Satu lagi, anak-anak rimba tidak ada jadwal belajar. Bahkan, ketika tengah malam ingin belajar, mereka akan membangunkan fasilitator. Awalnya memang sulit, tapi lama-kelamaan Yohana terbiasa.
Pendidikan untuk anak-anak rimba pada dasarnya untuk baca tulis hitung, agar mereka tidak diloloi atau ditipu oleh orang luar.
Namun belakangan, KKI Warsi juga berkoordinasi dengan Dinas Pendidikan, sehingga anak-anak rimba sudah belajar di sekolah formal.
Ada ratusan anak rimba yang masuk ke sekolah formal, mulai dari SD, SMP, hingga SMK. Ada juga yang masuk jenjang kuliah, meski jumlahnya belum banyak.
Tahun lalu juga sudah didirikan yayasan pendidikan baru, PKBM (pusat kegiatan belajar masyarakat). Itu menjadi wadah buat orang rimba. Bukan sekadar baca tulis hitung, tapi juga bagaimana peningkatan kemampuan ekonominya.
Di situ menjadi tempat menampung hasil hutan dari orang rimba, yang kemudian dibantu jual.
Meski ada kesulitan yang dihadapi, Yohana mengaku, dirinya tidak mengeluh. Dia menganggap itu tantangan yang harus dia taklukkan.
Setiap turun ke lapangan, selalu ada pelajaran baru. Meski sempat mengeluh karena kenakalan anak-anak, tapi anak rimba tidak mengenal dendam. Ketika seorang anak dimarahi, dia tahu kita marah, dia akan pergi.
Tapi tidak lama kemudian, dia akan datang lagi ke tanpa ada muka merasa kesal atau menyimpan dendam. Marahnya cepat, baiknya juga cepat. Justu akhirnya Yohana menganggap itu lucu.
Saat memilih jadi fasilitator, timbul pertanyaan di keluarganya. Namun, akhirnya mereka mengerti apa yang Yohana lakukan.
Ayahnya hanya berpesan agar bertanggung jawab dalam tugasnya, sementara ibunya belakangan ikut belajar banyak hal melalui orang rimba.
Di sela-sela aktivitasnya, Yohana acap melakukan panggilan video. Dia menampakkan kehidupan orang rimba melalui layar gawainya.

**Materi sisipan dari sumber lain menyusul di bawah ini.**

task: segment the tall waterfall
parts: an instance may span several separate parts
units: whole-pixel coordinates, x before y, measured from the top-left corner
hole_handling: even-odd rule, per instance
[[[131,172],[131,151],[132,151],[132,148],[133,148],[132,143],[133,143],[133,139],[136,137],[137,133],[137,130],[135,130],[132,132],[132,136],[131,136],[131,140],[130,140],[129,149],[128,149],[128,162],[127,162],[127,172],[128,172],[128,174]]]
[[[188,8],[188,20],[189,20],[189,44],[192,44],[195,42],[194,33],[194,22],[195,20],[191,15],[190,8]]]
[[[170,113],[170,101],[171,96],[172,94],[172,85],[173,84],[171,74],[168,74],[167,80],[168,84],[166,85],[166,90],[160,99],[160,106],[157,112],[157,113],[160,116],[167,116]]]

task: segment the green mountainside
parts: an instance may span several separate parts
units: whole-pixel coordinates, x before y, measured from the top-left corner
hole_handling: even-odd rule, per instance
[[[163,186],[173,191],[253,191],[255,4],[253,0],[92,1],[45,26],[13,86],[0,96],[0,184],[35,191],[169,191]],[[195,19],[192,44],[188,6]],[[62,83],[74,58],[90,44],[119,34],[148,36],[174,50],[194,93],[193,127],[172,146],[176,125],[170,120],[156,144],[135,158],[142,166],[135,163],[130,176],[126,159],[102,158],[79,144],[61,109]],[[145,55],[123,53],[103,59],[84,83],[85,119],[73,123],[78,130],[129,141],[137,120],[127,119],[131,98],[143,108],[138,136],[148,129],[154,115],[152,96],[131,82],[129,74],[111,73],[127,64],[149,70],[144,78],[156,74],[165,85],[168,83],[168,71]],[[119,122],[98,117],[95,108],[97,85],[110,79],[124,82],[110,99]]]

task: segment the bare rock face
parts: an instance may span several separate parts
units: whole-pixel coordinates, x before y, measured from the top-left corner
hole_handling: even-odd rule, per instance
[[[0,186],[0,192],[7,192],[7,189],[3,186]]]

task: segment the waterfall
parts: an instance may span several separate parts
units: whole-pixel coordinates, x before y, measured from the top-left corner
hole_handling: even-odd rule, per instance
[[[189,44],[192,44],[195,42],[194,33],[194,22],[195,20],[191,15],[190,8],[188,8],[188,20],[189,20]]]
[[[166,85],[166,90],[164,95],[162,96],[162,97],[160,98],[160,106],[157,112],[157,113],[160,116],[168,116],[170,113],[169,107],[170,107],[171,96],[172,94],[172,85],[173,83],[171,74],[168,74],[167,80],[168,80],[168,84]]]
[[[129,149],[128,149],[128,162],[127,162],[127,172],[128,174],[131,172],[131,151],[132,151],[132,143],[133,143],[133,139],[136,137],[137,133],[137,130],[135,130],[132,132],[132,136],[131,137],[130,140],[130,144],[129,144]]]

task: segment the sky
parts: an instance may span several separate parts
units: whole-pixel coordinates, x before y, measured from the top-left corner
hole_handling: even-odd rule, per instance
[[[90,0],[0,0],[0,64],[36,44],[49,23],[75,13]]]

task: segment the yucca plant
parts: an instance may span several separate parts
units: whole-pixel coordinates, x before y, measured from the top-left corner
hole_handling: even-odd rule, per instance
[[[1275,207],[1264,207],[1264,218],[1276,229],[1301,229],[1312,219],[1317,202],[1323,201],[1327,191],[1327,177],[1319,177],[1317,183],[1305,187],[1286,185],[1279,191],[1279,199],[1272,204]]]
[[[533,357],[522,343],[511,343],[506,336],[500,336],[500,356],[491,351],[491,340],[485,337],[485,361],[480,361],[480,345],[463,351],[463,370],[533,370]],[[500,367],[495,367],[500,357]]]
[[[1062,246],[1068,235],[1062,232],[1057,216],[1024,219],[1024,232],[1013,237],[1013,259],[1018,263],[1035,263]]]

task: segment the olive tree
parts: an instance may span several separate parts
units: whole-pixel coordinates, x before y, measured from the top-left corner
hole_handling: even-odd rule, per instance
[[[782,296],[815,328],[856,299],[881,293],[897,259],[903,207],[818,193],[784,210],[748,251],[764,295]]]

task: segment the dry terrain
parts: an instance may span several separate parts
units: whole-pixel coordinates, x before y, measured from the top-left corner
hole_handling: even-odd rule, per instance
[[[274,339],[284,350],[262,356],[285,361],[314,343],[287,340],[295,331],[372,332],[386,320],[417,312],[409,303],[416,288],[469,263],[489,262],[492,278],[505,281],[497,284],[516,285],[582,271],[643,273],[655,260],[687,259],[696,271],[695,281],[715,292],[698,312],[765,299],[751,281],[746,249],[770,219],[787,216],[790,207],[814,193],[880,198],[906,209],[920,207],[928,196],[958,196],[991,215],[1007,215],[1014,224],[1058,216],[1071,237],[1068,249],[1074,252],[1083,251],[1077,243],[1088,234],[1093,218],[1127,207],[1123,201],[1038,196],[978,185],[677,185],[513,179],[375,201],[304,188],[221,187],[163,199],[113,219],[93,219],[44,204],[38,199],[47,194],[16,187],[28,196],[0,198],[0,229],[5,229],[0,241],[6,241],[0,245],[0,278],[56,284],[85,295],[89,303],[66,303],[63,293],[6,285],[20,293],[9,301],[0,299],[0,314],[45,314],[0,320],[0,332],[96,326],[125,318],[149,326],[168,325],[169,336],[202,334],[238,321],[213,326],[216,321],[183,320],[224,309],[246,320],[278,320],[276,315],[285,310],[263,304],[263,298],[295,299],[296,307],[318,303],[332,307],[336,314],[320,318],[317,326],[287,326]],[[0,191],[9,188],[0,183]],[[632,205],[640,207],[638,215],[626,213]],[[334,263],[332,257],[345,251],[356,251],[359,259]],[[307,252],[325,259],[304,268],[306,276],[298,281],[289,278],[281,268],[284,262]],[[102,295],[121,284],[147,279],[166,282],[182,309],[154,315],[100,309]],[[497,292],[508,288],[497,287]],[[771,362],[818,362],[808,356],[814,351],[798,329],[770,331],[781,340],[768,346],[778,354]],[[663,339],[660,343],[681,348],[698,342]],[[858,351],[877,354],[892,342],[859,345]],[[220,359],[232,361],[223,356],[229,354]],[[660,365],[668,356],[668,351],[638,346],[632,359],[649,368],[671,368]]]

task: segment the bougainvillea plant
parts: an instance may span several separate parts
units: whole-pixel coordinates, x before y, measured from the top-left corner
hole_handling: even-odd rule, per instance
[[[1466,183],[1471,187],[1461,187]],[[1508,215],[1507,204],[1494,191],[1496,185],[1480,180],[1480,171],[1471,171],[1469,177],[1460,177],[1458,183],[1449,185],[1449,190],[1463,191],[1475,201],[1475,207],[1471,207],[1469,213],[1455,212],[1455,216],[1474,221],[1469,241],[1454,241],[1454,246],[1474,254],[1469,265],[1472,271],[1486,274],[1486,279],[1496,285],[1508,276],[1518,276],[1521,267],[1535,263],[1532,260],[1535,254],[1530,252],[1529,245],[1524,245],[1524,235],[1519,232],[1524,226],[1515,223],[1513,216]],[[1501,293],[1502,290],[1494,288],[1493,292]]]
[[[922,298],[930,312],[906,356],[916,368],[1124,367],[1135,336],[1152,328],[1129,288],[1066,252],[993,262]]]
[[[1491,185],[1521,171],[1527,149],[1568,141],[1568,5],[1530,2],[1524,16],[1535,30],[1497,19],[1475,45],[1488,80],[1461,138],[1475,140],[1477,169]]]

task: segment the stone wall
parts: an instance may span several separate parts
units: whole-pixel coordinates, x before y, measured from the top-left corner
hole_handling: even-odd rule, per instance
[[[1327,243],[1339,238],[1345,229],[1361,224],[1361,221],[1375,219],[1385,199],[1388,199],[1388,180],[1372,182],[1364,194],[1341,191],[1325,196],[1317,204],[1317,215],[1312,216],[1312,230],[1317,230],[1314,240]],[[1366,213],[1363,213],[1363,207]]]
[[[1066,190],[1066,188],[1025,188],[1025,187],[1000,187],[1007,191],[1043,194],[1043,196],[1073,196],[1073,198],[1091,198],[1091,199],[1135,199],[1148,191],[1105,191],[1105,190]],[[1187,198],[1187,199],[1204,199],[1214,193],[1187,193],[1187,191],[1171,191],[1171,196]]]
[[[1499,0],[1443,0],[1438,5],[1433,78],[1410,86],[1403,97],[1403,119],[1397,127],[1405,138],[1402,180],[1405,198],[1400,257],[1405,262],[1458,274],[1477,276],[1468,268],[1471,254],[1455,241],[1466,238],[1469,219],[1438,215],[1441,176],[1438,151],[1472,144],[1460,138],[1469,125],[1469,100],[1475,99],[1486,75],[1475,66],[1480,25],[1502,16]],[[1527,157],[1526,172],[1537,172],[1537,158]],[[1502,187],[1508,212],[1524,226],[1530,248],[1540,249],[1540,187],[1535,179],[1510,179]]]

Banyak pelajaran yang bisa dipetik. Kata Yohana, ada tradisi yang masih teguh dipegang orang-orang rimba.
Setiap anak lahir, ada pohon yang ditanamkan sebagai akta lahir anak. Secara tidak langsung, apa yang dilakukan masyarakat Suku Rimba merupakan reboisasi hutan.

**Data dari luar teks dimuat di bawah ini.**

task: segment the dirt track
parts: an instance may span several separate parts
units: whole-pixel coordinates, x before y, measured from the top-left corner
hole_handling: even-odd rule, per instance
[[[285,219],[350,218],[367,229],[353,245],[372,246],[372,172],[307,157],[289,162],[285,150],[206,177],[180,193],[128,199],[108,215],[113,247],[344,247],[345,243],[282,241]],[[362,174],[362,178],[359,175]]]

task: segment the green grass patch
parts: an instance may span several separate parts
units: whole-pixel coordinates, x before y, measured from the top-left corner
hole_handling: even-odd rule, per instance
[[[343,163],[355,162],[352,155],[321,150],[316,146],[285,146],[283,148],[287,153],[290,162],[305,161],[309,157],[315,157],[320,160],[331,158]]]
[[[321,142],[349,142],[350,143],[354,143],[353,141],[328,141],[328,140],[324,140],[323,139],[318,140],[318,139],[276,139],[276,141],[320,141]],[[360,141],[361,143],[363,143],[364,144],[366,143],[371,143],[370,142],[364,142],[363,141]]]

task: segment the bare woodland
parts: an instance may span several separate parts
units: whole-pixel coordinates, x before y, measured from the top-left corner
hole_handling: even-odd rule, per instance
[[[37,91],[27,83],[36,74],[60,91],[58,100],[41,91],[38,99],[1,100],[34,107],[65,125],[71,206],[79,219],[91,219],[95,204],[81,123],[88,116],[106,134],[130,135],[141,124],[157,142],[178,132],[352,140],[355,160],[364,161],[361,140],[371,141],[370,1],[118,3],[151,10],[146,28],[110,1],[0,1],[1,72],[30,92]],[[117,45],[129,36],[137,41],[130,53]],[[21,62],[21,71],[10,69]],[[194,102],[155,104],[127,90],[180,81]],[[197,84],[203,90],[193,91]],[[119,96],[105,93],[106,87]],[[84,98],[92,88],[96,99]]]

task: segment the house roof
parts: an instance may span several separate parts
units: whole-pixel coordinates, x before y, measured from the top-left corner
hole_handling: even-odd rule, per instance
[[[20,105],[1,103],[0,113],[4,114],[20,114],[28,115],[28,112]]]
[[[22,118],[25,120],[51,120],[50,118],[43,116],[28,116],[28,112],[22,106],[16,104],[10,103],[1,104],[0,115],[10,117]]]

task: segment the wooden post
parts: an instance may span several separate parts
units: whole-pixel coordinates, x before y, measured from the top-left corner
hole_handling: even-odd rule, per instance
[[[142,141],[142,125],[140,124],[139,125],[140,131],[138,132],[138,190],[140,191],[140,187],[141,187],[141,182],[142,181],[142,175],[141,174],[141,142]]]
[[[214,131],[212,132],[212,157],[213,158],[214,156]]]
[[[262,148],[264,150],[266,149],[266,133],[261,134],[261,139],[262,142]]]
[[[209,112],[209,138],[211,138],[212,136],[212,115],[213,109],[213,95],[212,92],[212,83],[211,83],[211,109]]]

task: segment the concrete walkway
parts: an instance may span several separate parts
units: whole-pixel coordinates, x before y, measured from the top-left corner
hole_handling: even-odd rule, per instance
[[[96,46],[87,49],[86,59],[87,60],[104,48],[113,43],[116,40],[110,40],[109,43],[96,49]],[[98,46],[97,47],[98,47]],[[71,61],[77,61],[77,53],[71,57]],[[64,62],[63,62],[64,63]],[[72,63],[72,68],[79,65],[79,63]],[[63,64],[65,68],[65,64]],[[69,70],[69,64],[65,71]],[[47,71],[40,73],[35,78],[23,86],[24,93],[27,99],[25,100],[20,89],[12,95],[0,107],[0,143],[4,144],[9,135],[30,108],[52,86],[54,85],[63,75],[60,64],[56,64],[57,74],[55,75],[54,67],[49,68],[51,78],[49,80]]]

Ketika banyak orang membalak, mengambil-ambil kayu, mereka sampai sekarang, meski tinggal lagi tinggal di rimba, tetap ada pohon lahirnya.
Bahkan, jika orang rimba belajar dan merantau, saat dia kembali, dia pasti mengenal pohon kelahirannya. (Tribunjambi.com/Mareza Sutan A J)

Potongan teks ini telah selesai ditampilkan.